# arc xdi 1200.6



## bnae38 (Oct 3, 2015)

ARC AUDIO XDi 1200.6 AMPLIFIER 6 CHANNEL FULL RANGE CLASS D AMP

Not mine. This guy has moved a few of these over the past couple weeks. (I watch arc stuffs on ebay daily )

Appears to be legit with good reviews.

Not a bad price either.


----------



## metanium (Feb 2, 2007)

Been watching his auctions for the past couple of weeks and used the Christmas bonus on the 1100.5 last night. ;-D


----------



## bnae38 (Oct 3, 2015)

Sweet


----------



## BlueAc (May 19, 2007)

I was gonna order one from him but the Arc Audio warning on their page scared me away. 


Sent from my iPhone using Tapatalk


----------



## bnae38 (Oct 3, 2015)

Yeah, would be the chance you take i guess.
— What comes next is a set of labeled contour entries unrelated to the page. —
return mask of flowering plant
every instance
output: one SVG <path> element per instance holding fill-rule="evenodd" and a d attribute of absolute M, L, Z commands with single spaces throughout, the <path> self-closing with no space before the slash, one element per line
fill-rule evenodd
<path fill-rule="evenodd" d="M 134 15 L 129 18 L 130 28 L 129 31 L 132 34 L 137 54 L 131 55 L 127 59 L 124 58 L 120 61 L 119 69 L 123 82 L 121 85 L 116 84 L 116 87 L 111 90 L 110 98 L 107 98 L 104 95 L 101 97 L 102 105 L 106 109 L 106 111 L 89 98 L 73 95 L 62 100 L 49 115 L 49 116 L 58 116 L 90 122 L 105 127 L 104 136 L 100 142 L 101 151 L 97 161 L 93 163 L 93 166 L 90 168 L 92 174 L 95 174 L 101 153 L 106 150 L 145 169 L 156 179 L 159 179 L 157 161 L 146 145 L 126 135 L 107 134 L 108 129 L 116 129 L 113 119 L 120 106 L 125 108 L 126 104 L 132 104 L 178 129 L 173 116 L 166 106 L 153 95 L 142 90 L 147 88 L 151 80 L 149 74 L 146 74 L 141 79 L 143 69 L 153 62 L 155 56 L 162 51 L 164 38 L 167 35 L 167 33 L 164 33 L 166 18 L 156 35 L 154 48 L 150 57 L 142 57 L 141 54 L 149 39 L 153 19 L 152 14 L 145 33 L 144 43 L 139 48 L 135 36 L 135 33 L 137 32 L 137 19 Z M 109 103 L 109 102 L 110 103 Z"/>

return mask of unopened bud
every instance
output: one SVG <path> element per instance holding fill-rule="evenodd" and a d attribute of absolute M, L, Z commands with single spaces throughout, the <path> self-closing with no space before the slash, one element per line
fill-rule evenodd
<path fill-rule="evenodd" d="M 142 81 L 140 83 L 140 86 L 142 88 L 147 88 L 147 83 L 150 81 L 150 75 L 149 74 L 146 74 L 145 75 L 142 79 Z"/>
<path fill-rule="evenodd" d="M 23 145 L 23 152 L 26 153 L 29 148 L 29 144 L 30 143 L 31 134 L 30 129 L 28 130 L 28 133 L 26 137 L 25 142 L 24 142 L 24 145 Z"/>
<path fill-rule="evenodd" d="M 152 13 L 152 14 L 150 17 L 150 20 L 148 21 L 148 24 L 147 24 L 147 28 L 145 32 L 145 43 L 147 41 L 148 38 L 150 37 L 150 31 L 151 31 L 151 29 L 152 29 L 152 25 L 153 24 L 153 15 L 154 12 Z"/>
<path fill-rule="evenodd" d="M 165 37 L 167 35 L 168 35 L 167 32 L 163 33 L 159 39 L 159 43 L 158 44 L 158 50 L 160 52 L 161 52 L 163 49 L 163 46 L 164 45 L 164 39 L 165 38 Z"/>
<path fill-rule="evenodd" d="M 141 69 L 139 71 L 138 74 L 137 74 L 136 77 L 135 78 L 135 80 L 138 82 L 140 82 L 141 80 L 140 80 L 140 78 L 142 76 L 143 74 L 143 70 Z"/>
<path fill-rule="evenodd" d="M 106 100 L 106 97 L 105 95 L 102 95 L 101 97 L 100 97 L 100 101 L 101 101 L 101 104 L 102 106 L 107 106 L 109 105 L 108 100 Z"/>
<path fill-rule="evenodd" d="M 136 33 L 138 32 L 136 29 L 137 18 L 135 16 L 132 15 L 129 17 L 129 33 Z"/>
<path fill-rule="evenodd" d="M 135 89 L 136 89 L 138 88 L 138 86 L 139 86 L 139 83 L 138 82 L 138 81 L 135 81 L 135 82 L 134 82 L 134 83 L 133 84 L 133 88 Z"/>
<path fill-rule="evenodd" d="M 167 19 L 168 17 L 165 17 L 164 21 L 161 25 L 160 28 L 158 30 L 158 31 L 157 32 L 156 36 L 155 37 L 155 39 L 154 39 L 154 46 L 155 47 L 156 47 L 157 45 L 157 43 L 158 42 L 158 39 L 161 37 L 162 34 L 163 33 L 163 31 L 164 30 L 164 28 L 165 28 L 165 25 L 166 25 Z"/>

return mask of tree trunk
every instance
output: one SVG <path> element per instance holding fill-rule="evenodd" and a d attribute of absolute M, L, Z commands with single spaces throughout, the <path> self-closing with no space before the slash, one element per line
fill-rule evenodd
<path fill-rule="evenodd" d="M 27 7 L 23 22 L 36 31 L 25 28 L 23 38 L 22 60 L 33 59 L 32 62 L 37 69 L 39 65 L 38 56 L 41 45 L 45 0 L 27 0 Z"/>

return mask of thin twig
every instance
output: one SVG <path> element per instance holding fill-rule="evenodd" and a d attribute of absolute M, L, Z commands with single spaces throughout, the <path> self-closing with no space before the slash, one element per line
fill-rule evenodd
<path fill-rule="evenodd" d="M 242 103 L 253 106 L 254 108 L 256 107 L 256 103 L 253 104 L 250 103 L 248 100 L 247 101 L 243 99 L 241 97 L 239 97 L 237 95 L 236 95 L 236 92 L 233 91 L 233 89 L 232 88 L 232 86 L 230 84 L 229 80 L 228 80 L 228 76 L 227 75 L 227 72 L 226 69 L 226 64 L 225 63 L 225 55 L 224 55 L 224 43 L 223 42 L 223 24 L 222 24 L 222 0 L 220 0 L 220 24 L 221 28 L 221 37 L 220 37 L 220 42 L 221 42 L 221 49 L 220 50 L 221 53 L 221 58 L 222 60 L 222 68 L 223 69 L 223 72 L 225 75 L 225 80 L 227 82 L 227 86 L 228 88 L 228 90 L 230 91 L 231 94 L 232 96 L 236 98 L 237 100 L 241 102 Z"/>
Don't think it was new anyway, so warranty isn't really on the table..

Arc does repairs for flat $150 with return shipping covered fyi.


----------



## brumledb (Feb 2, 2015)

I have another 1200.6 that I just pulled last week. Guaranteed 100%. $450 shipped. PM for pics if seriously interested.


----------



## MrGreen83 (Jun 11, 2015)

Is this the one with the hiss?


Sent from my iPhone using Tapatalk


----------



## brumledb (Feb 2, 2015)

What hiss? I keep getting messages about hiss. I would love clarification.


Sent from my iPhone using Tapatalk


----------



## MrGreen83 (Jun 11, 2015)

U made a post about your 1200.6 having a hiss and sent it in to Arc Audio for repair...

arc xdi 1200.6 slight speaker hiss

https://r.tapatalk.com/shareLink?ur...share_tid=262746&share_fid=10112&share_type=t


----------



## bnae38 (Oct 3, 2015)

Think that was me. And 90% install related fwiw..


----------



## MrGreen83 (Jun 11, 2015)

Ahh my apologies 


Sent from my iPhone using Tapatalk


----------



## brumledb (Feb 2, 2015)

Oops... I thought we were in my current FS thread. My amp does not have hiss.

I keep getting messages by people asking about hiss. They seem to think these amps have a of history being noisy with lots of hiss and I'm not sure where these people are finding these reviews. I mean you can find bad reviews of anything if you look hard enough. But far and away, most of the reviews I have seen of these amps have been positive.


Sent from my iPhone using Tapatalk


----------



## gumbeelee (Jan 3, 2011)

brumledb said:


> Oops... I thought we were in my current FS thread. My amp does not have hiss.
> 
> I keep getting messages by people asking about hiss. They seem to think these amps have a of history being noisy with lots of hiss and I'm not sure where these people are finding these reviews. I mean you can find bad reviews of anything if you look hard enough. But far and away, most of the reviews I have seen of these amps have been positive.
> 
> ...


Not trying to hijack this ebay thread but i have had two and both are dead quiet. Just ordered my 3rd. ??


----------



## KillerBox (Jan 7, 2011)

gumbeelee said:


> Not trying to hijack this ebay thread but i have had two and both are dead quiet. Just ordered my 3rd. ??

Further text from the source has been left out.